Background— Self-selected supplementation of vitamin E has been associated with reduced coronary events and atherosclerotic progression, but the evidence from clinical trials is controversial. In the first 3 years of the ASAP trial, the supplementation with 136 IU of vitamin E plus 250 mg of slow-release vitamin C twice daily slowed down the progression of carotid atherosclerosis in men but not women. This article examines the 6-year effect of supplementation on common carotid artery (CCA) intima-media thickness (IMT).

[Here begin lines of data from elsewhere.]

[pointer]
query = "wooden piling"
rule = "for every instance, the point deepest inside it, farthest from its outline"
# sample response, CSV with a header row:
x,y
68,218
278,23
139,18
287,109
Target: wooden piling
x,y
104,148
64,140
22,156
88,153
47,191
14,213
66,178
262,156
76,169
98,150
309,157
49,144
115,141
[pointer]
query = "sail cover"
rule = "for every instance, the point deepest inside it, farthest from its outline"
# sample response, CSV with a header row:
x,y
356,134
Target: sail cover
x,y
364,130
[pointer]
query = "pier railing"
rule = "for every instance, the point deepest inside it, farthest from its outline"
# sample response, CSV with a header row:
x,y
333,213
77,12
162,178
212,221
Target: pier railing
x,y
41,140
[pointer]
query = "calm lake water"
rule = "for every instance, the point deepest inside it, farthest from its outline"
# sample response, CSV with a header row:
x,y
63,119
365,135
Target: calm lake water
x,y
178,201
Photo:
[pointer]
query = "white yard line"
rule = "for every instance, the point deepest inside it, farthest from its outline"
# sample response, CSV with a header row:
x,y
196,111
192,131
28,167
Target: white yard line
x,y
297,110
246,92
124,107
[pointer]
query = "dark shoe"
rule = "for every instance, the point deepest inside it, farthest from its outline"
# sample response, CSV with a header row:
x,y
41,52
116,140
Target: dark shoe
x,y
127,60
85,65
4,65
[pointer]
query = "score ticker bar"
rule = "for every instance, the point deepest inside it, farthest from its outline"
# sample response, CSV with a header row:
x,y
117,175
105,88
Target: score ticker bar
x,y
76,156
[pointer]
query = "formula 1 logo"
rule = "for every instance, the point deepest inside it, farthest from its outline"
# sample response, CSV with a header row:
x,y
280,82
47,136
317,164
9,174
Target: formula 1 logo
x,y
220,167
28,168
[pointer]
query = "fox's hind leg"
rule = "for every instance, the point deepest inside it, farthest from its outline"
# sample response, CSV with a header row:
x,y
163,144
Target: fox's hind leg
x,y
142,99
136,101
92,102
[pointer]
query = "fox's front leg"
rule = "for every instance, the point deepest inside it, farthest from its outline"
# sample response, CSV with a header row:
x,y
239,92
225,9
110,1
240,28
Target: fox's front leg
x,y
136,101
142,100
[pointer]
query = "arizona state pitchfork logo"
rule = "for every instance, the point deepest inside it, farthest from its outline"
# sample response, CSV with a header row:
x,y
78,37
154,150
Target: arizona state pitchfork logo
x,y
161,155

Methods and Results— The subjects were 520 smoking and nonsmoking men and postmenopausal women aged 45 to 69 years with serum cholesterol >=5.0 mmol/L (193 mg/dL), 440 (84.6%) of whom completed the study. Atherosclerotic progression was assessed ultrasonographically. In covariance analysis in both sexes, supplementation reduced the main study outcome, the slope of mean CCA-IMT, by 26% (95% CI, 5 to 46, P=0.014), in men by 33% (95% CI, 4 to 62, P=0.024) and in women by 14% (not significant). In both sexes combined, the average annual increase of the mean CCA-IMT was 0.014 mm in the unsupplemented and 0.010 mm in the supplemented group (25% treatment effect, 95% CI, 2 to 49, P=0.034). In men, this treatment effect was 37% (95 CI, 4 to 69, P=0.028). The effect was larger in subjects with either low baseline plasma vitamin C levels or CCA plaques. Vitamin E had no effect on HDL cholesterol.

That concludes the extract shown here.